Over the last three years, my family has slowly moved away from buying most of our food at the grocery store to buying most of it directly from the farmer through CSAs. The food is fresh and tasty and often more reasonably priced than organic foods at large chain stores such as Whole Foods.
The community supported agriculture (CSA) movement is a great way to buy local, sustainable (often organic) foods at a reasonable price. However, there are often so many CSAs to choose from, deciding on the best farm for you and your family’s needs can be overwhelming.
We’ve used a variety of CSAs, and the difference between farms is often surprising. If you’d like to join a CSA this year, make sure to ask both yourself and the farmer questions to get the right fit for your family.
How to Find a CSA
The best way to find a CSA is to go to localharvest.org and enter your city and state. How many CSAs are available to you depends on where you live. Some people who live in remote areas may only have one or two CSAs available. We live in the suburbs of a large city, so we have over 60 CSAs to choose from.
Determine What You’re Looking For
What are you looking for in your CSA? Are you looking primarily for fresh vegetables? Would you like a box that contains fruits and vegetables? Or would you like a meat CSA? All of these types of CSAs are available. You just need to decide what you’d like.
The next step is to determine if you’d like a CSA that delivers to your home (some do), or if you’d like one where you go pick up the produce weekly.
Check the pickup locations careful. Some require that you may have to drive further than you would like. We used to get a CSA where we picked it up at the local farmer’s market every week. Then I switched to a CSA that delivers to my home, and I’m sold on the convenience.

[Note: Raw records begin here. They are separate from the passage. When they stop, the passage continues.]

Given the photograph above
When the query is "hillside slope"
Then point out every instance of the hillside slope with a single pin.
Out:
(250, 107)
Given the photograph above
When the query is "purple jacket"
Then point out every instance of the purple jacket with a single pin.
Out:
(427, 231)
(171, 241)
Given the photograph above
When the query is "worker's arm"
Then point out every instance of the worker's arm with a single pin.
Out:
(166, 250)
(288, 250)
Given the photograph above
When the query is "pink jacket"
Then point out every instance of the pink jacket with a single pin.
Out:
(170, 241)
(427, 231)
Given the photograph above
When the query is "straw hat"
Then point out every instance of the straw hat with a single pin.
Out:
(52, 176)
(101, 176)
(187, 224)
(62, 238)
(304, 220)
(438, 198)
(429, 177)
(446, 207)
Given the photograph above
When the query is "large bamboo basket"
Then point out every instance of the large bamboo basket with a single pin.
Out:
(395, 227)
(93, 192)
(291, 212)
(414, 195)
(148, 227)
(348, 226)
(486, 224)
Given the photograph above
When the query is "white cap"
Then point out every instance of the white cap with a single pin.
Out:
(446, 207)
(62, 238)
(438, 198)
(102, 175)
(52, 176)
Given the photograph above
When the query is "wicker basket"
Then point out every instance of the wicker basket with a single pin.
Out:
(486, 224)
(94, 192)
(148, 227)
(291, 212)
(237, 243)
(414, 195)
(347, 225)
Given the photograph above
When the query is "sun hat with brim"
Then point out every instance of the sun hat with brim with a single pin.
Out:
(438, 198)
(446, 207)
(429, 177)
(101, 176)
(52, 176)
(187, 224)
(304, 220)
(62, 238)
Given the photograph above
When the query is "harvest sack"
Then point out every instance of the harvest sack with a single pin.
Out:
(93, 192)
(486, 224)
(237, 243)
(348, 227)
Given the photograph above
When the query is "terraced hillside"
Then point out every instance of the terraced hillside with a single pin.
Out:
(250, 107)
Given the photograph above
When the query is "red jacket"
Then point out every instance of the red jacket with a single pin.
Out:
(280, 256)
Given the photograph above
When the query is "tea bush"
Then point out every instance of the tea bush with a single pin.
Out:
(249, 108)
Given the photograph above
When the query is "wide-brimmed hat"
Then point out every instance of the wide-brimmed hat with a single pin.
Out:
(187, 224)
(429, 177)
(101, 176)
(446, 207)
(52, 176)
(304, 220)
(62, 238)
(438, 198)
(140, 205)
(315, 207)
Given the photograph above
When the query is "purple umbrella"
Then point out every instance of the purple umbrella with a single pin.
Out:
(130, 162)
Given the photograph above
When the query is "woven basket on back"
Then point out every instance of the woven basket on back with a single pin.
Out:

How Much Variety Are You Looking For?
Some CSAs offer a surprising amount of variety. One CSA we used included at least 12 to 15 different vegetables a week in our family size CSA box. Another one instead offered large quantities of only 5 to 8 different vegetables in a week.
While variety is nice, sometimes coming up with ways to use all of the different vegetables in a week can be difficult. In that case, a box with less variety is easier because you can make larger recipes and freeze some for use later in the fall and winter.
How Clean Is the Produce?
One farm offers CSA vegetables that are very clean and similar to what you would buy in the grocery store. Another CSA that we no longer use literally took the vegetables right from the ground and boxed them. I guess they do this thinking the veggies will stay fresher, but I found it to be a major inconvenience. Once they harvested during a rain storm, and the vegetables were so mud caked that my drain clogged because of all the mud.

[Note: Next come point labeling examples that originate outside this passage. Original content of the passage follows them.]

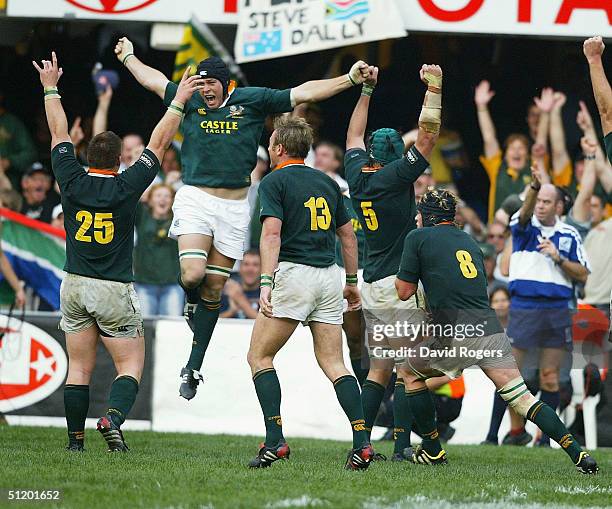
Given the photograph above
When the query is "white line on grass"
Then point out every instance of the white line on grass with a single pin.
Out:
(303, 501)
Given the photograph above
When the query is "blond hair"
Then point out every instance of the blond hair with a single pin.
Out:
(294, 134)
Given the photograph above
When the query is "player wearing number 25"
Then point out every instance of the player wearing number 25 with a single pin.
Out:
(97, 297)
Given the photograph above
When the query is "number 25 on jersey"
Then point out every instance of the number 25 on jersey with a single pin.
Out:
(104, 228)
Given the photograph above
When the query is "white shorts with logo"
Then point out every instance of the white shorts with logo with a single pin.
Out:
(226, 221)
(389, 320)
(307, 294)
(111, 305)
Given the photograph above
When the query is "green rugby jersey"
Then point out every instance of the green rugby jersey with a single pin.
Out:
(99, 212)
(358, 233)
(310, 205)
(384, 201)
(220, 145)
(451, 266)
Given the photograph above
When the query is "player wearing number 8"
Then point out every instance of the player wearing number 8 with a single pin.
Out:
(97, 297)
(450, 265)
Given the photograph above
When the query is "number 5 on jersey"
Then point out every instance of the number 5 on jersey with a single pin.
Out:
(369, 215)
(104, 229)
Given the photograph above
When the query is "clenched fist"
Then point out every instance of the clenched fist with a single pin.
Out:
(593, 49)
(360, 71)
(123, 48)
(431, 75)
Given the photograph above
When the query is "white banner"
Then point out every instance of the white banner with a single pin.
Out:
(227, 403)
(577, 18)
(170, 11)
(273, 28)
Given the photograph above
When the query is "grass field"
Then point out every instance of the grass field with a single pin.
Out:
(185, 470)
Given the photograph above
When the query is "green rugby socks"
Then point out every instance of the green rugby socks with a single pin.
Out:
(424, 412)
(76, 405)
(548, 421)
(361, 373)
(122, 397)
(372, 394)
(402, 418)
(268, 392)
(347, 391)
(552, 400)
(205, 319)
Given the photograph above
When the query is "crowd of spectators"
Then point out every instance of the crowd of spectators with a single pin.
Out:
(582, 175)
(576, 179)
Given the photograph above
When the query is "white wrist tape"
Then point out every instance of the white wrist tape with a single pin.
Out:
(430, 119)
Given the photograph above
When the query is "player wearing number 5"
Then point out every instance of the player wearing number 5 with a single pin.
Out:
(381, 182)
(97, 296)
(302, 212)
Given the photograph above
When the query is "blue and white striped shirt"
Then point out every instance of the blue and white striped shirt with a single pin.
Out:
(535, 279)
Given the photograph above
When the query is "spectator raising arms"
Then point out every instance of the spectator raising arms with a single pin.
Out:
(593, 50)
(508, 173)
(240, 297)
(156, 256)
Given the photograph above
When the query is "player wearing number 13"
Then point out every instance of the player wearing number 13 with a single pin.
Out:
(302, 211)
(97, 297)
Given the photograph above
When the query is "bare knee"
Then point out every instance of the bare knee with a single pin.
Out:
(78, 374)
(380, 375)
(213, 286)
(549, 379)
(333, 368)
(257, 361)
(192, 274)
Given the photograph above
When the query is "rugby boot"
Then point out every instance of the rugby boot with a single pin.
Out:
(112, 434)
(359, 459)
(586, 464)
(405, 455)
(268, 455)
(420, 456)
(521, 439)
(190, 378)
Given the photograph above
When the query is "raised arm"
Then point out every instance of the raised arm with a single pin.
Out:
(545, 104)
(148, 77)
(482, 96)
(593, 50)
(269, 248)
(359, 119)
(430, 118)
(100, 123)
(604, 173)
(50, 74)
(586, 125)
(560, 157)
(582, 206)
(319, 90)
(167, 127)
(531, 197)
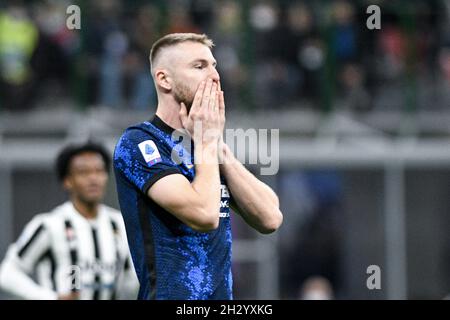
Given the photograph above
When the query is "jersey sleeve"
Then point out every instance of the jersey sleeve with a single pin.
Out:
(140, 159)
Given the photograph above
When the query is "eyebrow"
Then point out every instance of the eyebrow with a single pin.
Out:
(204, 61)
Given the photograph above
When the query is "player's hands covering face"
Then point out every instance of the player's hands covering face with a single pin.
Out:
(206, 119)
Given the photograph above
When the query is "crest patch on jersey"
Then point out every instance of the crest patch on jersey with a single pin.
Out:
(150, 152)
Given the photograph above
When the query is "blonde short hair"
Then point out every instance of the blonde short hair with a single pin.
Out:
(176, 38)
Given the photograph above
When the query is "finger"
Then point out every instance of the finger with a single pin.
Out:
(221, 104)
(213, 99)
(183, 114)
(196, 104)
(207, 94)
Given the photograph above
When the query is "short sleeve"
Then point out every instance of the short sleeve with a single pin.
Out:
(142, 160)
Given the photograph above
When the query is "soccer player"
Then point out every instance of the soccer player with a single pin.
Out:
(79, 249)
(175, 199)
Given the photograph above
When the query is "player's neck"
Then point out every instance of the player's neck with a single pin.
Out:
(169, 112)
(87, 210)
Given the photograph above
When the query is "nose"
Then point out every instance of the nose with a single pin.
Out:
(214, 75)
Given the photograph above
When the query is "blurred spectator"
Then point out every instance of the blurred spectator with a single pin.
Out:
(316, 288)
(354, 93)
(310, 243)
(18, 42)
(228, 47)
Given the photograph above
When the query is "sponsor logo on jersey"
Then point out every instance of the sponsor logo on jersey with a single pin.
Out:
(150, 152)
(224, 202)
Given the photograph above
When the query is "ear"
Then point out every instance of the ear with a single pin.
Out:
(163, 79)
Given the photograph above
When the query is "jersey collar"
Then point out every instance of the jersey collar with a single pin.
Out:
(157, 122)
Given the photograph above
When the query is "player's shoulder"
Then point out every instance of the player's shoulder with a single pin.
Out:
(138, 132)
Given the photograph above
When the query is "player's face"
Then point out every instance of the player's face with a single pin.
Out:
(87, 177)
(195, 64)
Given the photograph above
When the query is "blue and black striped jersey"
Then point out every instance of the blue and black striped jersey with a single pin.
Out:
(172, 260)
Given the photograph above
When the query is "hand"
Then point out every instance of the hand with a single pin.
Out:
(204, 120)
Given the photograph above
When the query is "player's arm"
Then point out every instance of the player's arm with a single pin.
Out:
(20, 261)
(254, 200)
(197, 204)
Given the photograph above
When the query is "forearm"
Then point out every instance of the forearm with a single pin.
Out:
(207, 180)
(257, 202)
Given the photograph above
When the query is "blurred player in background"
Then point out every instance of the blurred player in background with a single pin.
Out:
(177, 210)
(79, 249)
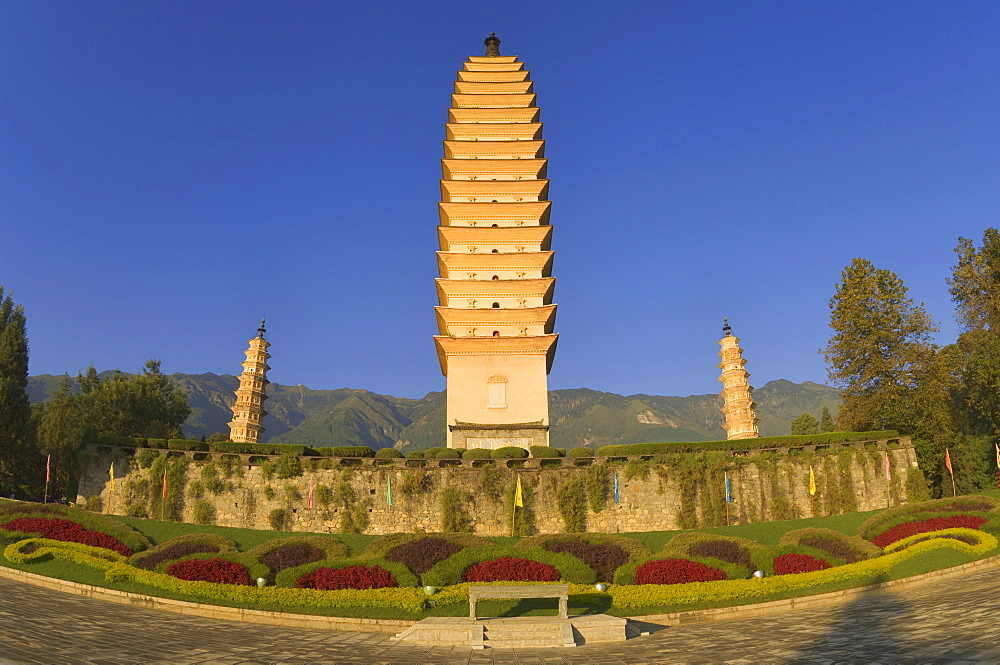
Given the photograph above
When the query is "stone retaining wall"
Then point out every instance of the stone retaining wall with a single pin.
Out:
(652, 496)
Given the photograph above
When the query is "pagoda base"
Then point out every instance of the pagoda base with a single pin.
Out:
(493, 436)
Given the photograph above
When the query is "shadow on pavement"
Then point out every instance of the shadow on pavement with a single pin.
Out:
(877, 626)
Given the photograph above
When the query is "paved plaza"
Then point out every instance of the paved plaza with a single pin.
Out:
(951, 621)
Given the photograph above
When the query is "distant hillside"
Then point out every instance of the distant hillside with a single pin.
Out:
(579, 417)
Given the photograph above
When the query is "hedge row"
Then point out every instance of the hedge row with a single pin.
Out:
(623, 450)
(678, 595)
(120, 531)
(450, 570)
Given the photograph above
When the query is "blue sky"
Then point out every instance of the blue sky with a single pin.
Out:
(171, 171)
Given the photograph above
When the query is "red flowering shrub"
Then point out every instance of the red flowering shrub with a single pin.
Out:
(348, 577)
(290, 556)
(604, 559)
(791, 563)
(219, 571)
(676, 571)
(725, 550)
(906, 529)
(421, 555)
(66, 531)
(510, 569)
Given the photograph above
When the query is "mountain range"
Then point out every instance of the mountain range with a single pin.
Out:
(580, 417)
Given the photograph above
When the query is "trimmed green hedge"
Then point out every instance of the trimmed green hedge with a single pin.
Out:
(378, 549)
(346, 451)
(220, 543)
(623, 450)
(450, 570)
(509, 452)
(388, 453)
(476, 453)
(261, 448)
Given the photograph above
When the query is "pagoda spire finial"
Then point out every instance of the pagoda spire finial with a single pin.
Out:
(492, 45)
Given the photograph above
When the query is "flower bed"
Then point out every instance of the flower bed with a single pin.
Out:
(793, 563)
(510, 569)
(421, 555)
(677, 596)
(180, 547)
(451, 570)
(348, 577)
(291, 577)
(65, 530)
(676, 571)
(218, 571)
(882, 521)
(971, 537)
(907, 529)
(120, 531)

Definitely ask the farmer what state the vegetables will arrive in when you receive them.
If you’re considering getting a CSA this year, take the time to think about what you’re looking for and to also call the farmer directly to ask questions.
Risks of the CSA
CSAs do pose some risks. You’ll need to pay upfront for your vegetables. If you order a family size box to feed 3 to 5, you’ll likely pay $500 to $800 upfront for 16 to 24 weeks of produce boxes. You pay the money upfront to help the farmer pay for seeds and growing his crops.

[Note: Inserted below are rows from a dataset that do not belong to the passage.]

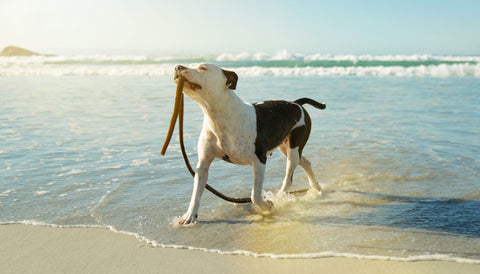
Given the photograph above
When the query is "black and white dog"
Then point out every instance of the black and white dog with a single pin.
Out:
(244, 133)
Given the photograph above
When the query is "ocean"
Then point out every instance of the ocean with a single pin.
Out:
(395, 151)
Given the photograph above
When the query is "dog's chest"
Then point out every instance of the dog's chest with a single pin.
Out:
(234, 136)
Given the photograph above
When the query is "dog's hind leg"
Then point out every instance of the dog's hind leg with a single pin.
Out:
(307, 167)
(258, 175)
(293, 159)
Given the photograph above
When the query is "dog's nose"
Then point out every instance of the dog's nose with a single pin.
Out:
(180, 68)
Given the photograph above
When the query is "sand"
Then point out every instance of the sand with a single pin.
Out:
(43, 249)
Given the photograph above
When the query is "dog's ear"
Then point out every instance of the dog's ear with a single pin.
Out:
(232, 79)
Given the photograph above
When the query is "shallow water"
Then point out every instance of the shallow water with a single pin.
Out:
(397, 158)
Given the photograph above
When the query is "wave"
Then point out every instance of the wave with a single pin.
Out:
(324, 254)
(282, 63)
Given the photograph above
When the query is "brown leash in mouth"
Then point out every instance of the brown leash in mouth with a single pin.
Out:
(178, 113)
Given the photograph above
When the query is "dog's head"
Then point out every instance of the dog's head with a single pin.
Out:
(207, 80)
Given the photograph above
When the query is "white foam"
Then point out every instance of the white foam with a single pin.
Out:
(71, 172)
(324, 254)
(464, 66)
(6, 193)
(440, 71)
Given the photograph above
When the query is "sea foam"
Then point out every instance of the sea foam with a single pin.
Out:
(282, 63)
(324, 254)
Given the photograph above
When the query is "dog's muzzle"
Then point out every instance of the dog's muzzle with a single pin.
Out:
(178, 73)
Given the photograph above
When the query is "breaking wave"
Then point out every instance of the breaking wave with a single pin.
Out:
(282, 63)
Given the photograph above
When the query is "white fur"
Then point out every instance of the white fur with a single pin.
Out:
(229, 128)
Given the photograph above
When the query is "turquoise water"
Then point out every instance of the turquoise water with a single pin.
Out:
(397, 157)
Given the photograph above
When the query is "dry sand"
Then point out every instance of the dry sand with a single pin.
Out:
(42, 249)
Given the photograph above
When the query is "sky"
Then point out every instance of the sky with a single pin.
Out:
(211, 26)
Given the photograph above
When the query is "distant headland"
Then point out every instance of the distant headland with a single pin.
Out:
(17, 51)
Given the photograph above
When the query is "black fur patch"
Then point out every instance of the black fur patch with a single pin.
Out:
(226, 158)
(275, 120)
(299, 136)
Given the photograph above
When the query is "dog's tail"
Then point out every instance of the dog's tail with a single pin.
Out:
(309, 101)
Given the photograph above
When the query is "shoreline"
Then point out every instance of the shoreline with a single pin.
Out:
(47, 249)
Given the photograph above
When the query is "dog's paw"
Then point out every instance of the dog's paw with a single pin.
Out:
(186, 219)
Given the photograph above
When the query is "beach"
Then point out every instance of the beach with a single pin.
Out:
(43, 249)
(395, 152)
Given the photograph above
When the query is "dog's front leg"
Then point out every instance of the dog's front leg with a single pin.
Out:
(199, 183)
(258, 175)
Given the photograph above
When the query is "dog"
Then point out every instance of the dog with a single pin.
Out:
(242, 133)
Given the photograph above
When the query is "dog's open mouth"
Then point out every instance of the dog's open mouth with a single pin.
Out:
(191, 85)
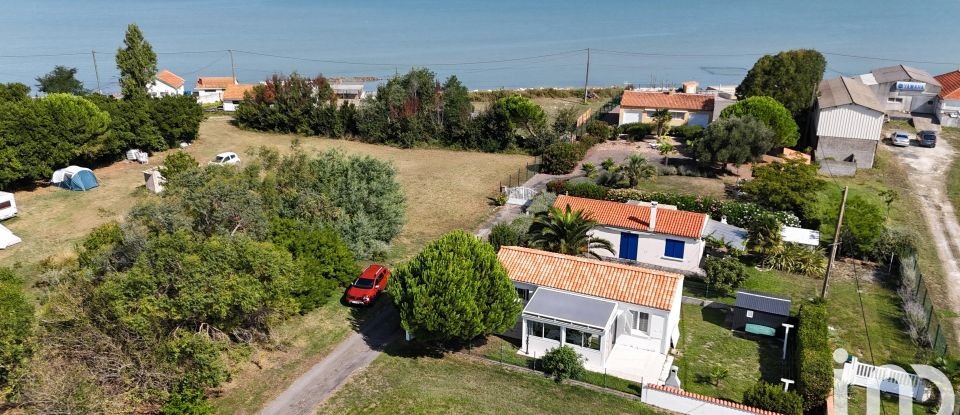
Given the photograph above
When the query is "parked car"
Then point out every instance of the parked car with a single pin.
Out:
(900, 139)
(226, 159)
(371, 282)
(927, 139)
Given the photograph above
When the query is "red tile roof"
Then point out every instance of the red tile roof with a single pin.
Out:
(710, 399)
(670, 100)
(235, 92)
(950, 83)
(170, 78)
(592, 277)
(216, 82)
(635, 217)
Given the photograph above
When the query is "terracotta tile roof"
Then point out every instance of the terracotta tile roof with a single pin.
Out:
(624, 216)
(170, 78)
(674, 101)
(218, 82)
(592, 277)
(710, 399)
(235, 92)
(950, 82)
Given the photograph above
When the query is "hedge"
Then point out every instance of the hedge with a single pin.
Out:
(814, 359)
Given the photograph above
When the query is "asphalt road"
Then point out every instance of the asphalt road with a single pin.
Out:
(350, 356)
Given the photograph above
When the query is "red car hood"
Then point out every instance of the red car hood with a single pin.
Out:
(357, 292)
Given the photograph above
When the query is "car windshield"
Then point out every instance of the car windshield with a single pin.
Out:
(363, 283)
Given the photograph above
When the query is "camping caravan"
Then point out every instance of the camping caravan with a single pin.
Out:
(8, 206)
(75, 178)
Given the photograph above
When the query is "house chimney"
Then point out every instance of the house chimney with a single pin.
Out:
(673, 380)
(653, 216)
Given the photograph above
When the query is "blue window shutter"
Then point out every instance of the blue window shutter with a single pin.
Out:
(673, 249)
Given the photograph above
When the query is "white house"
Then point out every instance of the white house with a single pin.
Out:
(661, 236)
(849, 120)
(166, 84)
(210, 89)
(948, 101)
(233, 96)
(623, 319)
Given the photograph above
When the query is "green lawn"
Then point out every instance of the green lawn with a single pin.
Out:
(399, 384)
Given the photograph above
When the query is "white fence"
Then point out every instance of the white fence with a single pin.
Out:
(888, 379)
(683, 402)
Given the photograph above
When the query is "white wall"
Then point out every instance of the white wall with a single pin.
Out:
(650, 248)
(689, 405)
(850, 121)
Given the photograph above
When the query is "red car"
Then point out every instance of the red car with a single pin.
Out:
(371, 282)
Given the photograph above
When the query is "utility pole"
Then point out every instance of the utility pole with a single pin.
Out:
(96, 70)
(836, 243)
(233, 67)
(586, 80)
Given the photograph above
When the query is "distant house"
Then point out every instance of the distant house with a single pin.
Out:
(693, 109)
(233, 96)
(645, 233)
(760, 313)
(166, 84)
(903, 90)
(849, 120)
(948, 101)
(210, 89)
(623, 319)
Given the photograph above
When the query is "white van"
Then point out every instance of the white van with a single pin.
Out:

You also take a risk with the farmer. If there is a flood or drought, many of the crops may be lost. Our first year as CSA customers, our area suffered a horrible drought. While our farmer was able to keeping giving us a CSA box every week, albeit smaller than normal, other farms were unable to keep their CSA obligations. This is a real risk you take, though the farmer tries to minimize the effects on the consumer.
Have you used a CSA before? If not, would you consider it?